Ahead of her brand Hanifa’s first bridal presentation, designer Anifa Mvuemba described the collection as, “a little bit of everything." Mvuemba regularly brings the industry s elite to the DMV area, and this event was no exception. She invited a group of editors, wedding planners, and fans to the Salamander Resort and Spa, a new Black woman-owned estate in suburban Virginia. Surrounded by a path of white roses and baby’s breath, the setting was more than apt for Hanifa’s new, romantic chapter. The estate property resembled a scene from Bridgerton, and its guests were no different, most of whom proudly wore the brand’s ready-to-wear line.

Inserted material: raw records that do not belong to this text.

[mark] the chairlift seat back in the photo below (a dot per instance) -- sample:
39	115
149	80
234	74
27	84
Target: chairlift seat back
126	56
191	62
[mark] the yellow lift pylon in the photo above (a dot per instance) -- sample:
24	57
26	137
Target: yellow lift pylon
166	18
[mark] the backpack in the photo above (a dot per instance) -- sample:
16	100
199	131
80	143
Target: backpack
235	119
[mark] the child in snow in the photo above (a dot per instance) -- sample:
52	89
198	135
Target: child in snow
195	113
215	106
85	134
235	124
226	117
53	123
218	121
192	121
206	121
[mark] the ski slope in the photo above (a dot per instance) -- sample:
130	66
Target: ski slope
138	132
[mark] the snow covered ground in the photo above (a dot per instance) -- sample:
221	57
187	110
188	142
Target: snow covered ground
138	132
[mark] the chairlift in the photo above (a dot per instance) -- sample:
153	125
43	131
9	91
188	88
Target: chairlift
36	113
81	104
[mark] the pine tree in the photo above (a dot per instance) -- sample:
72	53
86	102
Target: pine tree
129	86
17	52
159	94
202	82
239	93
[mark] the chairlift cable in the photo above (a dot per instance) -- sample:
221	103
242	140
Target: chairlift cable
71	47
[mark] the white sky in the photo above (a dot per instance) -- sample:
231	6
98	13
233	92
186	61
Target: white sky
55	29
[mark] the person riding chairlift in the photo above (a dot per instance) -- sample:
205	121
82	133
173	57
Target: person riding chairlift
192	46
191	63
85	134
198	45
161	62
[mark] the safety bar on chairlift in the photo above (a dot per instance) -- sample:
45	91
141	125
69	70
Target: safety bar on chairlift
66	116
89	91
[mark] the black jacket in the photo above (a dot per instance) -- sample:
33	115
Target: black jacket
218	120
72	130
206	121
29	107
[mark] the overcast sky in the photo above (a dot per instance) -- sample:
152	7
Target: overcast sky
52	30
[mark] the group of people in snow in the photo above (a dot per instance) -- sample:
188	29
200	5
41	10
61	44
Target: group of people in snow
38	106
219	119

Since she started her brand 12 years ago, Mvuemba has dreamed of expanding beyond the label’s well-known knitwear and into bridal. The show began with a poem emphasizing the act of self-love as guests—seated under a clear, high-ceiling tent adorned with cascading white drapes—eagerly awaited the ensembles. The first look down the runway was a full-length ivory dress with a simple mock neckline. It set the sophisticated tone for the rest of the show.
The usual suspects in bridal attire—namely tulle, chiffon, and feathers—were all present and accounted for. The first ball gown to grace the runway, a strapless, ivory number with a sweetheart neckline and a hem that gracefully dusted the floor, elicited audible gasps from the crowd, and a sea of phones in the air. Many of the looks were intricate, with micro-pleats, delicate embroidery, glittering embellishment, and corseted bodices. They walked the fine line between too much and just right. A particular crowd favorite was a simple slip dress completed by bra cups dripping with gems.
Mvuemba designed with the entire wedding weekend (and beyond!) in mind. A few of the outfits, such as a corseted mini-dress with a floor-length boa, felt bachelorette ready, as did those outfits with lingerie-esque details. Many of the “naked” dresses (a popular bridal trend) incorporated illusion mesh in different shades of brown—a gentle nod to the fact that nude is different for every skin tone. Each look was refined, but still had the drama many brides want from their wedding day. The designer made space for the fun-yet-elegant bride, the mature bride, the over-the-top bride, the traditional bride, the unconventional bride, and the sexy bride: all reflective of the brand’s existing customers. That variety underscores Mvuemba’s ultimate goal: “to be accessible and cater to [the Hanifa] woman.”